Throughout this post, we have shown how pre-training minimizes forward KL and RL minimizes reverse KL. Hopefully, this gives some intuition for the difference between both learning paradigms and what lessons they might have to offer each other. Thank you for reading, and feel free to reach out with any questions or thoughts!

Appendix

A: Forward KL is the unique pre-training $f$-divergence

In this section, we show how cross-entropy (i.e. forward KL) is the unique $f$-divergence that can be directly minimized from samples of the ground truth data without the likelihood function. We define $f$-divergences as

$$\fd{p}{q} = \sum_x q(x) f\p{\frac{p(x)}{q(x)}} = \Eof{x\sim q}{f\p{\frac{p(x)}{q(x)}}}$$

for a choice of convex $f$. Different choices of $f$ covers automatically covers a broad class of divergences such as total variation distance, Jensen-Shannon, Hellinger distance, $\chi^2$, etc. For example, KL divergence corresponds to $f(x) = x\log x$.

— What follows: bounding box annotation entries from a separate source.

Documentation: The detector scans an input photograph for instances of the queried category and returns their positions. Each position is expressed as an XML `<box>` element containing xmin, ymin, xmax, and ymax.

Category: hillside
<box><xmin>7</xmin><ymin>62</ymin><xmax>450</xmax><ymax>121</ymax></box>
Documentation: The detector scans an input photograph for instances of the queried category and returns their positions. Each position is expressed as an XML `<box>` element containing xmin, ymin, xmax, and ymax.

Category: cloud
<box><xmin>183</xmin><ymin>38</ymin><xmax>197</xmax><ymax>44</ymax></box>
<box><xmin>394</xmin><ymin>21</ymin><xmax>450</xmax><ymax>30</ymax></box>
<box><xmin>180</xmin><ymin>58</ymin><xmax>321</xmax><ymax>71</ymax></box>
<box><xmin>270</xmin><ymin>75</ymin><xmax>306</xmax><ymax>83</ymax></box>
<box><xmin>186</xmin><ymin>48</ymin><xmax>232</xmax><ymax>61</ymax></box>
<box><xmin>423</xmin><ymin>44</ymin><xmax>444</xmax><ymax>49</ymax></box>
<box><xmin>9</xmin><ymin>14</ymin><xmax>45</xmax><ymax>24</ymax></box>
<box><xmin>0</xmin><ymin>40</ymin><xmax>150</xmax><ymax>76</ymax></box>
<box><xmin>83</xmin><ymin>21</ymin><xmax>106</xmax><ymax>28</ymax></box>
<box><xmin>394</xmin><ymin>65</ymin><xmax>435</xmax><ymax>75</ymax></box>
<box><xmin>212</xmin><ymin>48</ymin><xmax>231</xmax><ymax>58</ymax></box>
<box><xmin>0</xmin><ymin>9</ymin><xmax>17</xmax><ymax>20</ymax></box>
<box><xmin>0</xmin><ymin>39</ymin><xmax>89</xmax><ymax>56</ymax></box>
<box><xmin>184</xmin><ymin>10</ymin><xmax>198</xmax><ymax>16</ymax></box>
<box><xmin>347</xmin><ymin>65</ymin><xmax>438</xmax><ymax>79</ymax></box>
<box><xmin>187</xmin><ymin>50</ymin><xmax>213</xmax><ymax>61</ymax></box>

We are interested in determining which divergences we can minimize given samples from $p$ without a likelihood function. To answer this question, we take the gradient of the divergence with respect to the model $q$'s parameters $\theta$.

\begin{aligned} &\nabla_\theta \fd{p}{\model} \\ &= \nabla_\theta \sum_x \model(x) f\p{\frac{p(x)}{\model(x)}} \\ &= \sum_x \nabla_\theta \model(x) f\p{\frac{p(x)}{\model(x)}} + \model(x) \nabla_\theta f\p{\frac{p(x)}{\model(x)}} && \text{[product rule]}\\ &= \sum_x \nabla_\theta \model(x) f\p{\frac{p(x)}{\model(x)}} - \model(x) f'\p{\frac{p(x)}{\model(x)}}\frac{p(x)}{\model(x)^2}\nabla \model(x) && \text{[chain rule]}\\ &= \sum_x \nabla_\theta \model(x) \p{f\p{\frac{p(x)}{\model(x)}} - \frac{p(x)}{\model(x)}f'\p{\frac{p(x)}{\model(x)}}} && \text{[rearrange]}\\ &= \sum_x \model(x) \nabla_\theta \log \model(x) \p{f\p{\frac{p(x)}{\model(x)}} - \frac{p(x)}{\model(x)}f'\p{\frac{p(x)}{\model(x)}}} && \text{[log-gradient trick]}\\ &= \Eof{x\sim \model(x)}{\nabla_\theta \log \model(x) \p{f\p{\frac{p(x)}{\model(x)}} - \frac{p(x)}{\model(x)}f'\p{\frac{p(x)}{\model(x)}}}} && \text{[expectation]}\\ &= \Eof{x\sim p(x)}{\frac{\model(x)}{p(x)}\nabla_\theta \log \model(x) \p{f\p{\frac{p(x)}{\model(x)}} - \frac{p(x)}{\model(x)}f'\p{\frac{p(x)}{\model(x)}}}} && \text{[importance sampling]}\\ &= \Eof{x\sim p(x)}{\nabla_\theta \log \model(x) \p{\frac{f\p{t}}{t} - f'\p{t}}}\\ & \text{for }t = \frac{p(x)}{\model(x)}\\ \end{aligned}

We note that for some modifications of $f$, the gradient does not change at all. For example, if we map $f(t) \to f(t) + t$, the value of $\frac{f\p{t}}{t} - f'\p{t}$ does not change at all. Alternatively, if we map $f(t) \to f(t) + 1$, the gradient has an additional $\Eof{x\sim p(x)}{\frac{1}{t}\nabla_\theta \log \model(x)}$ which is importance sampled $\Eof{x\sim \model(x)}{\nabla_\theta \log \model(x)}$ which is zero (shown in RL post here).

If we don't have access to $p(x)$, then we want a gradient that does not depend on $t$, or equivalently, $\frac{f\p{t}}{t} - f'\p{t} = c$. According to this Symbolab chat, the only valid choice of $f$ is $t\ln(t)$ (up to constants). Therefore, forward KL is the only $f$-divergence we can minimize with stochastic gradient descent without only given samples to $p$. Obviously, there are divergences that are not $f$-divergences that are worth considering (e.g. MSE); this analysis is meant to rule out a large class rather than all such divergences.